I hope you can see that it all depends upon the type of water you fish. The chances are that you will be fishing the privately owned smaller water so 10kgs would be plenty for a week’s fishing in most circumstances. If you are looking at our range, I would always take some Rosehip Isotonic boilies along with another of your choice. Rosehips deter poisson chats (little bullhead catfish) and to an extent crayfish at most times of the year.

As for making your baits more attractive, let’s hope your friends have bought something the fish don’t like. Most companies sell different attractors but to be honest, angling ability, and a stroke of luck, is far more important.

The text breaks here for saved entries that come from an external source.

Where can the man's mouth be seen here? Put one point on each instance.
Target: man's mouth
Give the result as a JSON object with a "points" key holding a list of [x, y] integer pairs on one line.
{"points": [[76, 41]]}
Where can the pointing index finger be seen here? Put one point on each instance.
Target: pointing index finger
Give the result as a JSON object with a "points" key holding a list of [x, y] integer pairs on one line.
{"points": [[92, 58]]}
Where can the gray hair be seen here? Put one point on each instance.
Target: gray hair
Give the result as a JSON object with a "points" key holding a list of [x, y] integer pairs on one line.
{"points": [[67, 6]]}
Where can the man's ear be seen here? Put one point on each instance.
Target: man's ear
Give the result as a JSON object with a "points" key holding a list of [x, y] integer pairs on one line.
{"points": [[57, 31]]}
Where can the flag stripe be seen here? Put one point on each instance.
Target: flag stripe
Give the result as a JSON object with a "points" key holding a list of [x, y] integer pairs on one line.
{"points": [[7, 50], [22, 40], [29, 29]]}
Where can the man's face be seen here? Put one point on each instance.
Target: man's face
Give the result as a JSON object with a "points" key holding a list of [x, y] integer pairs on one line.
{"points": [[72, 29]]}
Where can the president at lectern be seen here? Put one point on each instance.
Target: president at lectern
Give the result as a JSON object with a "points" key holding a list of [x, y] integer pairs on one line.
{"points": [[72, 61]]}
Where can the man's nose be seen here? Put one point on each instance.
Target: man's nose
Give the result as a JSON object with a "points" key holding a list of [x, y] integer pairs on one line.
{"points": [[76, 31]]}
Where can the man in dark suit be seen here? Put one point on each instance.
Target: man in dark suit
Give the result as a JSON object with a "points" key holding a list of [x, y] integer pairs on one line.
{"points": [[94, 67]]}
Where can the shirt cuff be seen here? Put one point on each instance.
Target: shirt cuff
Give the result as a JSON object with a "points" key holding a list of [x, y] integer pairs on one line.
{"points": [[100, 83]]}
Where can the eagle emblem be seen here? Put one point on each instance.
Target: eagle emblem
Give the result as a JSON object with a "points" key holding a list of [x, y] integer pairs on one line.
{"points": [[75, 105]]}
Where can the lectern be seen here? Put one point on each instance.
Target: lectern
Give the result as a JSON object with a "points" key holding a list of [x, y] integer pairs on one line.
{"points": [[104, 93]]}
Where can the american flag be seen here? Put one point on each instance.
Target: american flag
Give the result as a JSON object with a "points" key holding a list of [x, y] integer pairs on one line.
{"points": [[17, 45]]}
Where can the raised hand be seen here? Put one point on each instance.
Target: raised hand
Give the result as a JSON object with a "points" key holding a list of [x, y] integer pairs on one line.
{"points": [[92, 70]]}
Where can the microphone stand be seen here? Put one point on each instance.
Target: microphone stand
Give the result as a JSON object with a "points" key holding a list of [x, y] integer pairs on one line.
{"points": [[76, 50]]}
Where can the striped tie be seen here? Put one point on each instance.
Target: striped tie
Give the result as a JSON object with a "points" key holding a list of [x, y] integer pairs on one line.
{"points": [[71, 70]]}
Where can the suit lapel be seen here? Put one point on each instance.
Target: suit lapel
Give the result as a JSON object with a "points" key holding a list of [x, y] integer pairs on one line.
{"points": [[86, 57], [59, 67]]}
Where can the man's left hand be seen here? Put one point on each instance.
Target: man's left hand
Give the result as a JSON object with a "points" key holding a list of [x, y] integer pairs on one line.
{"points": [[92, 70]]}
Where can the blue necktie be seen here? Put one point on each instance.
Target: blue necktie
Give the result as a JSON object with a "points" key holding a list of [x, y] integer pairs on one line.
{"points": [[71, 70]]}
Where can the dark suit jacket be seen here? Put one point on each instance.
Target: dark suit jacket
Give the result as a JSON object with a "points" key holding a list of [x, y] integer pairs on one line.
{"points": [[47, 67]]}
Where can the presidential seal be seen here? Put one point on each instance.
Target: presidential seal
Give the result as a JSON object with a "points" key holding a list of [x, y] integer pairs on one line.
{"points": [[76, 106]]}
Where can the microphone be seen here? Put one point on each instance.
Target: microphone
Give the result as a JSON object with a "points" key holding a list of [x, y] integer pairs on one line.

As for shelf-life over freezer, we do both in some bait flavours. Do you know that the only freezer bait I use is our i40? The simple reason is it dries out in 24hrs and doesn’t go off if kept dry. Freezer baits are a complete waste of time and effort. The vast majority of people that always use them have a very blinkered approach to their fishing – freezer baits are no better than shelf-lifes if the ingredients are the same, simple as that. If anybody has any PROOF I am all ears because I have plenty of proof they are. Opinions are fine but facts are easier to work with.